Me sorprendió aquello. Ane estaba dispuesta a lanzar a Roberto, y posiblemente a Carlos, a los leones por salvarme a mí.

—Lo haremos, pero ahora, si no les importa, queremos hablar con él.

Me despedí de mis «dos tías» con un fuerte abrazo. Bastó una mirada para que las dos se quedaran tranquilas. «Vuestro secreto estará a salvo conmigo.» Ellas asintieron con una sonrisa: «Y el tuyo con nosotras».

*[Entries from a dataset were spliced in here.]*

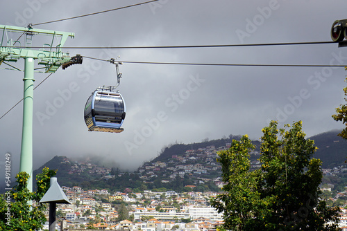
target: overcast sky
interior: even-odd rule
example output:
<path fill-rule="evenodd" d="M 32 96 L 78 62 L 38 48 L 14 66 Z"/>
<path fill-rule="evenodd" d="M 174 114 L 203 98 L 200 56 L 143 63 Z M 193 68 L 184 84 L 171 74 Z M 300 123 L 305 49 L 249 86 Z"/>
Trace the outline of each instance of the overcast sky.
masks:
<path fill-rule="evenodd" d="M 3 1 L 0 24 L 26 26 L 140 2 L 28 0 L 19 4 Z M 337 44 L 107 48 L 331 41 L 331 26 L 335 20 L 347 17 L 346 9 L 342 0 L 162 0 L 33 27 L 74 33 L 75 38 L 68 39 L 65 46 L 105 47 L 64 49 L 70 56 L 108 59 L 119 55 L 119 60 L 138 62 L 347 65 L 347 48 L 338 48 Z M 15 34 L 13 38 L 19 35 Z M 37 46 L 51 42 L 46 37 L 33 39 Z M 24 68 L 22 60 L 12 64 Z M 83 120 L 92 92 L 99 86 L 116 84 L 114 65 L 85 58 L 83 65 L 60 68 L 37 87 L 34 92 L 34 169 L 56 155 L 97 155 L 121 169 L 133 170 L 155 157 L 163 146 L 176 142 L 198 142 L 230 134 L 248 134 L 258 140 L 270 120 L 279 120 L 280 126 L 303 120 L 307 137 L 344 127 L 331 117 L 344 102 L 342 89 L 347 72 L 342 67 L 124 63 L 119 68 L 123 77 L 117 89 L 126 104 L 121 133 L 88 131 Z M 35 86 L 47 75 L 35 73 Z M 0 69 L 0 115 L 22 98 L 23 77 L 23 72 Z M 1 161 L 10 152 L 13 174 L 19 165 L 22 107 L 22 103 L 18 104 L 0 120 L 0 167 L 3 168 Z"/>

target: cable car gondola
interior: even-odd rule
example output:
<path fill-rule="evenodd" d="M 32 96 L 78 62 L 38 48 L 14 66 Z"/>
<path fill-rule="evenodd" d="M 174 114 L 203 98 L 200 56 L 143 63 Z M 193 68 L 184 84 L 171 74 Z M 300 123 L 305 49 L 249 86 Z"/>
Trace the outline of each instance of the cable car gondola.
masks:
<path fill-rule="evenodd" d="M 98 87 L 87 100 L 85 121 L 89 131 L 119 133 L 126 117 L 126 104 L 113 86 Z"/>

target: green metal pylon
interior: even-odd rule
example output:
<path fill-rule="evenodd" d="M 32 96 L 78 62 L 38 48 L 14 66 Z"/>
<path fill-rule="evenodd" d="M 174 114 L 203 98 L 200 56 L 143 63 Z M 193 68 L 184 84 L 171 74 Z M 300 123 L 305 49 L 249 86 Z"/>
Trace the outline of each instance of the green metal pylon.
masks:
<path fill-rule="evenodd" d="M 44 68 L 45 73 L 55 73 L 62 64 L 69 62 L 69 54 L 64 54 L 62 48 L 67 39 L 74 37 L 74 34 L 67 32 L 59 32 L 48 30 L 34 29 L 28 26 L 27 28 L 0 25 L 3 30 L 0 44 L 0 65 L 6 64 L 12 70 L 24 72 L 24 89 L 23 103 L 23 130 L 22 136 L 21 160 L 19 171 L 25 172 L 30 175 L 28 190 L 33 192 L 33 91 L 34 71 L 35 69 Z M 25 47 L 21 46 L 19 41 L 9 39 L 8 33 L 17 33 L 26 35 Z M 50 44 L 44 44 L 39 50 L 31 48 L 33 36 L 44 35 L 51 36 Z M 20 36 L 22 37 L 22 35 Z M 19 38 L 20 38 L 19 37 Z M 59 41 L 59 39 L 60 41 Z M 56 46 L 55 41 L 58 41 Z M 17 62 L 24 59 L 24 70 L 8 64 L 9 62 Z M 35 68 L 34 61 L 38 59 L 38 65 L 43 68 Z M 6 68 L 8 69 L 8 68 Z"/>
<path fill-rule="evenodd" d="M 28 190 L 33 192 L 33 115 L 34 98 L 34 59 L 26 58 L 24 64 L 23 130 L 19 172 L 29 174 Z"/>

El policía judicial ordenó a dos patrulleros que fueran a echar un vistazo en la casa de Roberto. Mientras tanto, me sentaron en el coche y salimos en dirección a Gernika.

No abrí la boca en todo el trayecto y tampoco es que Arruti o el otro poli me hicieran ninguna pregunta. Solo dijeron que querían llegar a la comisaría y enseñarme algo. Supuse que serían mis muestras de ADN en ese cristal roto y una acusación en firme. Pero yo alojaba ahora una nueva esperanza. Toda la maldita carrera de obstáculos había terminado por dar sus frutos. Esas fotografías en el escritorio de Roberto evidenciaban que él estaba implicado de alguna manera en el asunto de Félix. Ahora la policía solo tenía que seguir ese rastro. Encontrarle. Y quizá, con mucha suerte, Roberto confesara ser el asesino de Arkarazo, lo cual me liberaría de toda culpa.